In the traditional Jewish society, the child was surrounded by the signs of gender boundaries immediately after birth. It started as early as on the eighth day of the baby’s life when boys were circumcised, while girls not. From that moment on, social markers of gender accompanied Jewish children all the way to the maturity (and obviously after that as well).
We tend to assume that the rules dictated by the gender as well as gender roles in the premodern Jewish society were clear-cut and strict. They defined the expectations of girls and boys and shaped their self-understanding. Boys were expected to study Torah, while girls were told to concentrate on more practical knowledge. Boys played soldiers, and girls were amused by dolls. Boys had very few household duties, and girls had plenty of them. The lives and occupations of boys and girls seemed completely different, even nonintersecting.

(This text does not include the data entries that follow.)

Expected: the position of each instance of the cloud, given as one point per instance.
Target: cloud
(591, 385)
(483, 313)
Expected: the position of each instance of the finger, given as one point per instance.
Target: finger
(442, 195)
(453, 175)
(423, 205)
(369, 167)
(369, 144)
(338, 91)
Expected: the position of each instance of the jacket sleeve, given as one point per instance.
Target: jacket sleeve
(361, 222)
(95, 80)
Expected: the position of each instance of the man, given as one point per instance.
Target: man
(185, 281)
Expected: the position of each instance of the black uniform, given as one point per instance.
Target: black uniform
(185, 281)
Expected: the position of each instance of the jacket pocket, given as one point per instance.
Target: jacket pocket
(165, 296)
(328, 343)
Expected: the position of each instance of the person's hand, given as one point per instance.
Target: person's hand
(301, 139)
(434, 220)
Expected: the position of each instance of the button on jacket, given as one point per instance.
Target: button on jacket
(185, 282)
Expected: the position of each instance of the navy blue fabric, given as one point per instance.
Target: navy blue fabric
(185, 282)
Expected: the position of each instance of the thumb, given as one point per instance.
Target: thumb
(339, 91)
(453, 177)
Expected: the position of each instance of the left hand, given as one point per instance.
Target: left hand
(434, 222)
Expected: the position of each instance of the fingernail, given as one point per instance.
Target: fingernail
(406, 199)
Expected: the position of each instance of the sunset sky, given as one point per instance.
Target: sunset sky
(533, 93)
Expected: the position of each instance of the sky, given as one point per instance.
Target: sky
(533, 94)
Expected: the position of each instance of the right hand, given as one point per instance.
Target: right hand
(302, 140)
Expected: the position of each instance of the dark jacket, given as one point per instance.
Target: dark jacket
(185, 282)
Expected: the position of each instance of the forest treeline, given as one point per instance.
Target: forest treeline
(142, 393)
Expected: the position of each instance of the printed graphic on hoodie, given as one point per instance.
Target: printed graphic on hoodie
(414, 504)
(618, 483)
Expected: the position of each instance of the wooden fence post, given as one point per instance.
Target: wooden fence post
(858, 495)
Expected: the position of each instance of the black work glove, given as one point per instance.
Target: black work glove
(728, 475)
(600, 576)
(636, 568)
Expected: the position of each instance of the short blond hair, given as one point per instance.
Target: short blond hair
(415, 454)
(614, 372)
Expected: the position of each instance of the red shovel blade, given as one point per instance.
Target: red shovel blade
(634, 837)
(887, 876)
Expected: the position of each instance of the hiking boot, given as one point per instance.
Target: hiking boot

However, when looking closer, it turns out that the picture was much more complex and ambiguous. Were the gender roles indeed so strict that all the childhood activities were clearly divided into the ones suitable for boys and the others suitable for girls? Did children enjoy almost no communication with the opposite sex and experience complete gender separation? And last, but not least — were the children happy with their gender roles or did they make attempts to transgress gender boundaries?
The paper is going to answer those questions and explore how the gender paradigm in respect to children functioned in the Jewish society of the Russian Empire in the 19th and early 20th centuries. It reveals the complexity of gender constructions and their astatic and flexible character, which allowed them to respond to the different life situations and to adapt to the changing reality.